Pinochet no podía creerlo. Llevaban ocho años preparando una elección para sostenerse con algo más que el terror. La trama era patética. Los comandantes de las fuerzas armadas designarían a un candidato para que fuera a las urnas y la gente decidiera sobre su idoneidad para un periodo de ocho años. No había rival, era sólo un SÍ o un NO para el señalado. Pinochet no estaba en la lista, se suponía que era un acuerdo de transición y que el “candidato” sería un civil. Pero Pinochet se antojó. “Si soy el mejor y el más fuerte, ¿por qué no puedo ser el comandante en jefe?”, pensó. Sus subordinados, los supremos militares, lo escogieron como candidato un mes y medio antes del plebiscito. La confianza era su signo. Los aduladores serían su sino. Es inevitable que los dictadores se alejen de la realidad y se concentren en las huecas noticias del palacio o el cuartel. Por eso muchos terminan en manos de las pitonisas, buscando los provechos del más allá.
Al final el dictador fue derrotado. El periódico Fortín Diario soltó el titular que marcó el regreso a la democracia: “Corrió solo y llegó segundo”. El No a Pinochet le sacó once puntos de diferencia al SÍ. Pinochet creía mucho en el terror y en los aplausos. Los mitos, los libros escritos por los militares que lo acompañaron en las horas de la derrota, dicen que les enseñó un decreto para desconocer los resultados. Pero las espadas de sus compañeros de armas ya eran solo pisapapeles. Nadie lo acompañó en la idea y no le quedó más que el parlamento del protagonista de una tragedia: “Es una gran mentira, una gran mentira… ¡Aquí sólo hay traidores y mentirosos!”, dicen que dijo. Estuvo un año más en el poder, cómo estaba pactado, y salió para su casa a descansar. Pero la confianza traiciona más que los leales. Unos años antes había firmado la Convención de Naciones Unidas contra la tortura. Con esa firma fue a juicio once años después de la derrota. Las urnas pueden ser un gran riesgo para las armas.

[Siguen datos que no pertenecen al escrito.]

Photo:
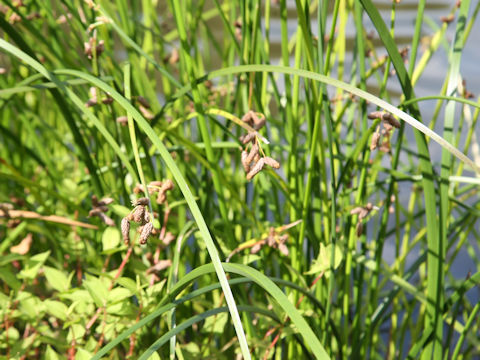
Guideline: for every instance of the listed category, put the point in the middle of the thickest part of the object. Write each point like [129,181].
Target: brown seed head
[247,138]
[251,154]
[256,169]
[271,162]
[359,229]
[161,197]
[375,115]
[139,214]
[146,231]
[245,163]
[107,220]
[375,140]
[146,217]
[159,266]
[388,118]
[141,201]
[125,227]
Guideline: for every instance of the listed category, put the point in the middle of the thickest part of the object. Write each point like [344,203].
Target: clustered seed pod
[141,201]
[362,212]
[92,42]
[159,266]
[388,122]
[255,120]
[146,231]
[256,169]
[99,208]
[139,214]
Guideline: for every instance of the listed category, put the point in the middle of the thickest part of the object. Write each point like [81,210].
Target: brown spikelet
[388,118]
[159,266]
[146,231]
[141,201]
[359,229]
[375,140]
[245,163]
[256,169]
[375,115]
[161,197]
[271,162]
[258,121]
[155,183]
[107,220]
[138,214]
[251,154]
[247,138]
[146,217]
[125,227]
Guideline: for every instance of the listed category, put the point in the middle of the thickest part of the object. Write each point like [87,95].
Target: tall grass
[348,250]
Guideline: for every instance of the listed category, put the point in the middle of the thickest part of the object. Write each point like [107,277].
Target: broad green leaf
[56,278]
[31,267]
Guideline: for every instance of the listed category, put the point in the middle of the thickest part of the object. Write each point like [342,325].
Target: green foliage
[285,222]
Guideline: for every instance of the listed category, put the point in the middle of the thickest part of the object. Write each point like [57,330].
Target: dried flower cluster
[141,216]
[389,122]
[274,240]
[362,212]
[99,208]
[159,187]
[92,44]
[252,161]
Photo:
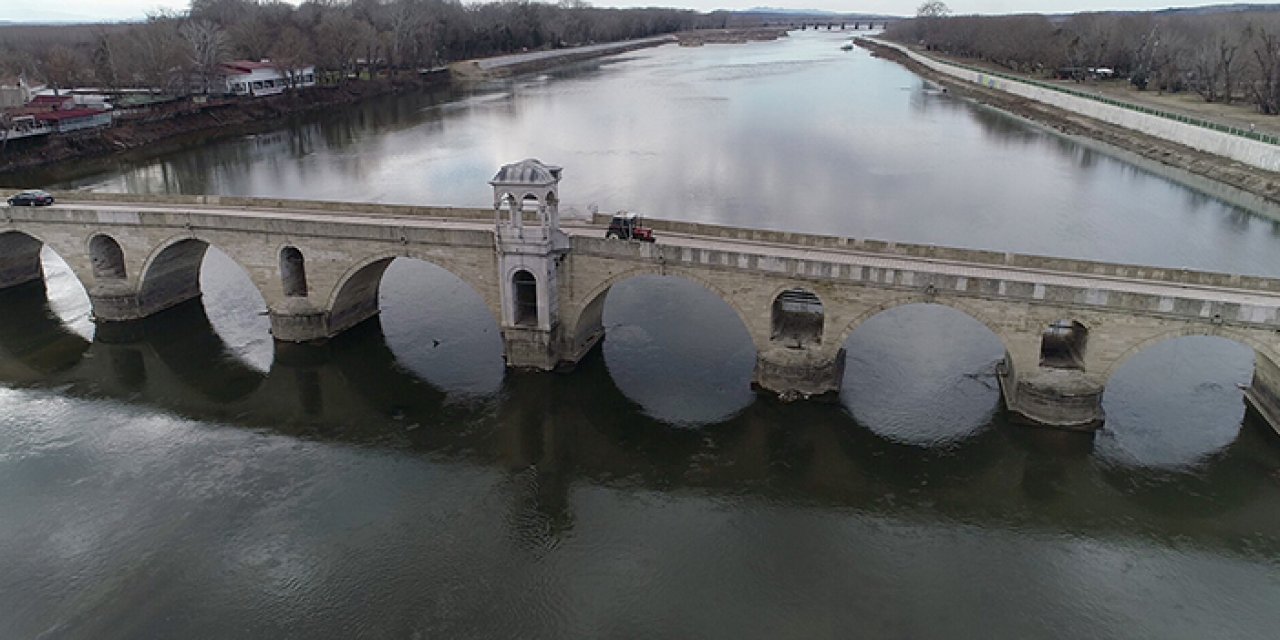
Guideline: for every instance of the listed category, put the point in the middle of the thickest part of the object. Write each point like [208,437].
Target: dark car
[33,197]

En Nicaragua Daniel Ortega estaba tranquilo. La guerra y la política eran una sola afición. La presión internacional, un acuerdo con los países centroamericanos y observadores internacionales, ablandaron al régimen para ir a las urnas. Seguía tranquilo. La idea era lavarse la cara con los votos. De nuevo la confianza era la consigna. El ego que deja el poder absoluto oxida cualquier duda. Las encuestas, todas, le daban más de quince puntos de ventaja al sandinismo. Violeta Chamorro, su rival, era apenas una “dama de blanco” contra un “gallo ennavajado”. Las elecciones eran a cuchillo. El cierre de campaña fue vibrante, la revolución brillaba: “para qué elecciones”, tituló uno de los diarios del Sandinismo. El 25 de febrero de 1990 Violeta Chamorro, candidata de la Unión Nacional Opositora, le sacó quince puntos de ventaja a Ortega. Un servicio militar obligatorio para enfrentar a los Contras había dejado 35.000 jóvenes muertos y el Sandinismo ahora era un club de oficiales. Ortega fue a la casa de Chamorro en la madrugada. No se sabe si quería consuelo, pero lloró frente a su rival: “¡Ay muchachito! no te preocupés que vamos a salir adelante y todo se va a solucionar”, le dijo la “dama de blanco” al hombre de luto. Lo cuenta su hija Cristina Chamorro. Ortega cambió de opinión al día siguiente y prometió seguir gobernando desde abajo, con la navaja y el poder popular. Chamorro contó en televisión aquella noche del llanto de su rival y ese bolero fue suficiente para sacarlo del poder. Muchos coinciden en que su brutalidad de hoy es un trauma de aquella derrota.
No es fácil que las dictaduras dejen el poder por las buenas y por las malas votaciones. Tienen un pasado horrido y juran que tienen un futuro asegurado. El rechazo de ese pueblo al que tanto apelan es su gran pesadilla. Pero el fruto está maduro.